RAGE, noun [Heb. to grind or gnash the teeth.]

1. Violent anger accompanied with furious words, gestures or agitation; anger excited to fury. Passion sometimes rises to rage

Torment and loud lament and furious rage

2. Vehemence or violent exacerbation of any thing painful; as the rage of pain; the rage of a fever; the rage of hunger or thirst.

3. Fury; extreme violence; as the rage of a tempest.

4. Enthusiasm; rapture.

Who brought green poesy to her perfect age, and made that art which was a rage

5. Extreme eagerness or passion directed to some object; as the rage for money.

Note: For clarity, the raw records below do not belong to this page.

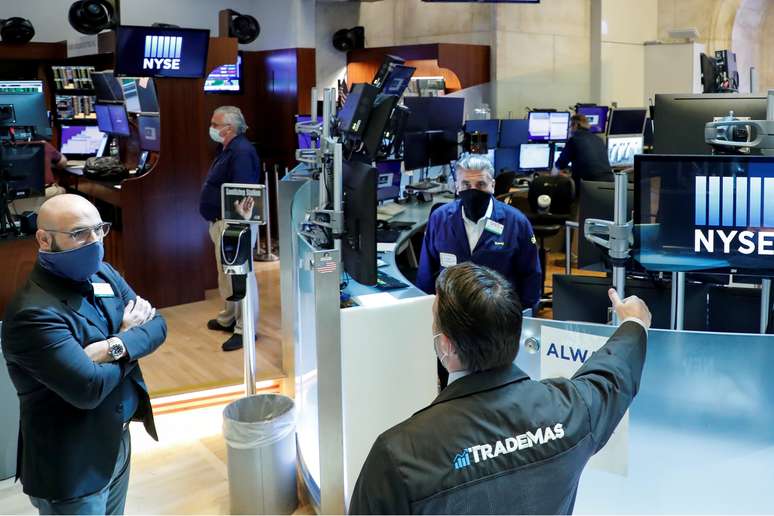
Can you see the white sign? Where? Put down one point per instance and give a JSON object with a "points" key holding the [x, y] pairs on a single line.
{"points": [[83, 46], [562, 353]]}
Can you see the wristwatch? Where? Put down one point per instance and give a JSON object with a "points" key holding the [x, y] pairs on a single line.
{"points": [[116, 348]]}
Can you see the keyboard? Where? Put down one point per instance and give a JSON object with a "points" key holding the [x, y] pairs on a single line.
{"points": [[389, 210], [387, 282], [424, 185]]}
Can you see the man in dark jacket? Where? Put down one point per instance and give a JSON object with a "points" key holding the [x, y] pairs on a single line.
{"points": [[72, 337], [495, 441], [585, 154], [236, 162]]}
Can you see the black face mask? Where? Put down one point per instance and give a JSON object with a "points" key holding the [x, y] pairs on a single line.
{"points": [[475, 203]]}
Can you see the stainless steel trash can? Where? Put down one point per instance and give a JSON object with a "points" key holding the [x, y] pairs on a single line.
{"points": [[260, 436]]}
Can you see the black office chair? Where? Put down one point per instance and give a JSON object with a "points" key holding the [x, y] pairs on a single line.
{"points": [[548, 215]]}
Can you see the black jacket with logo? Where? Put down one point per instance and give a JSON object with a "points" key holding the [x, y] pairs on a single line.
{"points": [[497, 442]]}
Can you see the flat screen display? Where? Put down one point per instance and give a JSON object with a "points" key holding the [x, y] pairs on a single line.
{"points": [[156, 52], [548, 125], [534, 156], [627, 121], [112, 119], [225, 78], [622, 149], [82, 140], [489, 127], [596, 116], [704, 212], [150, 132], [398, 80], [388, 179]]}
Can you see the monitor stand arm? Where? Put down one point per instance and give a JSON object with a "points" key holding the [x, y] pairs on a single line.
{"points": [[7, 225]]}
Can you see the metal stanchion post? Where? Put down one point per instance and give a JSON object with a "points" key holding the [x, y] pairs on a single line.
{"points": [[268, 256], [765, 303]]}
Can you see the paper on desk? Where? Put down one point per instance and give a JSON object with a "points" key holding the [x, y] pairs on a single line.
{"points": [[385, 247], [562, 353], [376, 300]]}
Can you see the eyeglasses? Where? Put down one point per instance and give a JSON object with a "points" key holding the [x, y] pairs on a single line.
{"points": [[81, 236]]}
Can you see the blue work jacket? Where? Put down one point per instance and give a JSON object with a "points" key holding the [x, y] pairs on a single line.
{"points": [[514, 253]]}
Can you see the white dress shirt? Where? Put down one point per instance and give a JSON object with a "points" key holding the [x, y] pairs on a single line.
{"points": [[475, 229]]}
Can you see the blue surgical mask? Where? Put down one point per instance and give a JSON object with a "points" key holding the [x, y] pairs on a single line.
{"points": [[77, 264], [215, 135]]}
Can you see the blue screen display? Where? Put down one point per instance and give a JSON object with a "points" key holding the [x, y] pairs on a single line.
{"points": [[155, 52], [704, 213]]}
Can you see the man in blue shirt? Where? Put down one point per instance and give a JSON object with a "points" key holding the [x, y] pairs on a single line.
{"points": [[235, 162], [480, 229]]}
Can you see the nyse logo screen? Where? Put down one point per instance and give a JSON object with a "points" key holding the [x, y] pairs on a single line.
{"points": [[704, 213], [732, 215], [155, 52], [162, 52]]}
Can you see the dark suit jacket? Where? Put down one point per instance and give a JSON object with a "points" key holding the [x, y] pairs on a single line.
{"points": [[496, 442], [71, 408]]}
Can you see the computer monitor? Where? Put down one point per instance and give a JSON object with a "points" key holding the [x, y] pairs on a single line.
{"points": [[548, 125], [150, 132], [24, 110], [442, 147], [704, 213], [305, 140], [680, 119], [358, 245], [434, 113], [489, 127], [416, 150], [81, 141], [513, 133], [22, 167], [112, 119], [506, 160], [534, 156], [21, 86], [596, 116], [627, 121], [140, 95], [353, 115], [622, 149], [107, 87], [388, 179], [225, 78], [161, 52], [398, 80]]}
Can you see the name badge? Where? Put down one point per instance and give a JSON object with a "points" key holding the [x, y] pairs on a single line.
{"points": [[494, 227], [103, 290], [448, 260]]}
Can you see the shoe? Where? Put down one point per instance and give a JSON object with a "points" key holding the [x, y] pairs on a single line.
{"points": [[233, 343], [213, 324]]}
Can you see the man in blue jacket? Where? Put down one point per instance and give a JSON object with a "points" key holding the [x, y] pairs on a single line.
{"points": [[480, 229], [72, 337], [236, 161], [495, 441]]}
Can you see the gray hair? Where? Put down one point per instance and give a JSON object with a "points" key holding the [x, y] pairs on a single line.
{"points": [[476, 162], [233, 116]]}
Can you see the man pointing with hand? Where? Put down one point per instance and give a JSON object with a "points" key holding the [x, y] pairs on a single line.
{"points": [[72, 337], [495, 441]]}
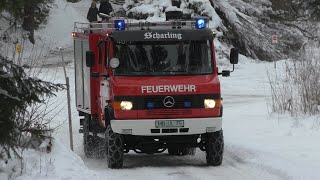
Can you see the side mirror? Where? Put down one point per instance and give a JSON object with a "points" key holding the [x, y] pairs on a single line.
{"points": [[234, 56], [90, 58], [114, 63]]}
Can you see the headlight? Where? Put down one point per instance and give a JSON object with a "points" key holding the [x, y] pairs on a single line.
{"points": [[209, 103], [126, 105]]}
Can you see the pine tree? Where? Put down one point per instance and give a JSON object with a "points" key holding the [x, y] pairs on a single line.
{"points": [[17, 93]]}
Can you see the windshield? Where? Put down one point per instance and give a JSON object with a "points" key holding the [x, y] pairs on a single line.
{"points": [[163, 58]]}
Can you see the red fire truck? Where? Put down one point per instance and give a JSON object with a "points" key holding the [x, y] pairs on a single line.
{"points": [[149, 87]]}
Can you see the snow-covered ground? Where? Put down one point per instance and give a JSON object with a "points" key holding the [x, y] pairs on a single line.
{"points": [[258, 144]]}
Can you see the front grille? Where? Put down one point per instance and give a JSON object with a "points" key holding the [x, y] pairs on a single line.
{"points": [[159, 104], [169, 112]]}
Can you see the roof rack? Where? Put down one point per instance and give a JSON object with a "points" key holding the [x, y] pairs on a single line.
{"points": [[97, 27]]}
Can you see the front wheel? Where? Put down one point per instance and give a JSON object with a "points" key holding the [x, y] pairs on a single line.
{"points": [[114, 146], [214, 148]]}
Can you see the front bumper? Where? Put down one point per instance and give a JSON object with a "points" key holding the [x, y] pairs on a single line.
{"points": [[146, 127]]}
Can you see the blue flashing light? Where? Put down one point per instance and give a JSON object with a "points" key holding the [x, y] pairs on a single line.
{"points": [[150, 105], [187, 104], [119, 25], [201, 23]]}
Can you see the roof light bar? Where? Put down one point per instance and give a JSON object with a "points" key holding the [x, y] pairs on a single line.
{"points": [[201, 23], [119, 25]]}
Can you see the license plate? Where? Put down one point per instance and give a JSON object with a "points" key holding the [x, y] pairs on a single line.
{"points": [[171, 123]]}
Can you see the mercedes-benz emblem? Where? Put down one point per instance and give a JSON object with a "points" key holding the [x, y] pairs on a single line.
{"points": [[168, 101]]}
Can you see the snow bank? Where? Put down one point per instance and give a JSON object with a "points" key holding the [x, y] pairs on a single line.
{"points": [[60, 163]]}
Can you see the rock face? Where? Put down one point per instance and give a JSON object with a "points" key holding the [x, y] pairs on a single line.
{"points": [[246, 24]]}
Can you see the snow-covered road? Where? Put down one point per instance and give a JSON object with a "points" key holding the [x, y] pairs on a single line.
{"points": [[258, 145]]}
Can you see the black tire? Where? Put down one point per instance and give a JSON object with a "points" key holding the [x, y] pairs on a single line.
{"points": [[94, 146], [114, 146], [181, 151], [214, 148]]}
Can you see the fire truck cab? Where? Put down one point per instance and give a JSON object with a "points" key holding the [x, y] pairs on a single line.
{"points": [[148, 87]]}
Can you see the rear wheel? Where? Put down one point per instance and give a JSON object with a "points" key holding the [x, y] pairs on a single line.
{"points": [[114, 147], [214, 148]]}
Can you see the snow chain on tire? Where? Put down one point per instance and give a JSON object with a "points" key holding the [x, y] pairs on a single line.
{"points": [[214, 148], [114, 146]]}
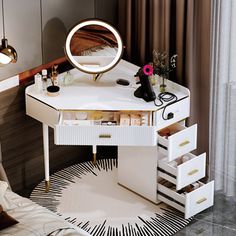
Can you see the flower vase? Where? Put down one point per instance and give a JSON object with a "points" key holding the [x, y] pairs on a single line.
{"points": [[163, 86]]}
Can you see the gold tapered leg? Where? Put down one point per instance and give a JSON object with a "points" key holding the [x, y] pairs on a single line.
{"points": [[94, 158], [47, 186]]}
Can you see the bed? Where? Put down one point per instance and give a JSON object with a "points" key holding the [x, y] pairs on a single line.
{"points": [[33, 220]]}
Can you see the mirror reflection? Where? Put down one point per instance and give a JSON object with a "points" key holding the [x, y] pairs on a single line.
{"points": [[94, 46]]}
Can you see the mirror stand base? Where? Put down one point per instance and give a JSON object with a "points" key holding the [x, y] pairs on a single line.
{"points": [[97, 76]]}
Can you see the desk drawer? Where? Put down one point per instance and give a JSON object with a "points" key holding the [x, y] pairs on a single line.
{"points": [[189, 203], [183, 174], [179, 141], [105, 135]]}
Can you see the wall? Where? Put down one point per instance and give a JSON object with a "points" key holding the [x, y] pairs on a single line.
{"points": [[20, 135], [37, 28]]}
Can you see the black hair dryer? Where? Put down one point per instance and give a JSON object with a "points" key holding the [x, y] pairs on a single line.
{"points": [[145, 91]]}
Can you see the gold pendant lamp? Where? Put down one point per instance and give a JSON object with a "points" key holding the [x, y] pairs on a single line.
{"points": [[7, 53]]}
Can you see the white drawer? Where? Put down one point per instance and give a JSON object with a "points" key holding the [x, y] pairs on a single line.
{"points": [[180, 110], [105, 135], [182, 141], [189, 203], [185, 173]]}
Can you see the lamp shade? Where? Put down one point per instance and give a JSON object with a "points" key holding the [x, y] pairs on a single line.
{"points": [[7, 53]]}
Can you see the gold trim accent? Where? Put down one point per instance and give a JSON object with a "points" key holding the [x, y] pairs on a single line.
{"points": [[184, 143], [47, 186], [104, 136], [94, 158], [201, 200], [192, 172]]}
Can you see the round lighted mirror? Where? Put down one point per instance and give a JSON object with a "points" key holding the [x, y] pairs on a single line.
{"points": [[93, 46]]}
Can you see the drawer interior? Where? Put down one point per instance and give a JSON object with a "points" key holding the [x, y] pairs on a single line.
{"points": [[106, 118], [167, 190], [165, 133], [191, 200], [172, 167]]}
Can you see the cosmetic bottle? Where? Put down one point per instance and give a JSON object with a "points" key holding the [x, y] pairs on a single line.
{"points": [[38, 83], [44, 79]]}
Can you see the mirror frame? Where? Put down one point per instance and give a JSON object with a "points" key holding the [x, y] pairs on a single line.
{"points": [[94, 70]]}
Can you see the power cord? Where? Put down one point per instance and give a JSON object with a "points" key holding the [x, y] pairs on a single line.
{"points": [[166, 97]]}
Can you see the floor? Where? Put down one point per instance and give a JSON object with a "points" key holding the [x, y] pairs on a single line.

You purchase pain with all that joy can give, and die of nothing but a rage to live.

RAGE, verb intransitive

1. To be furious with anger; to be exasperated to fury; to be violently agitated with passion.

At this he inly rag'd.

2. To be violent and tumultuous.

Why do the heathen rage? Psalms 2:1.

3. To be violently driven or agitated; as the raging sea or winds.

4. To ravage; to prevail without restraint, or with fatal effect; as, the plague rages in Cairo.

5. To be driven with impetuosity; to act or move furiously.

The chariots shall rage in the streets. Nahum 2.

The madding wheels of brazen chariots rag'd.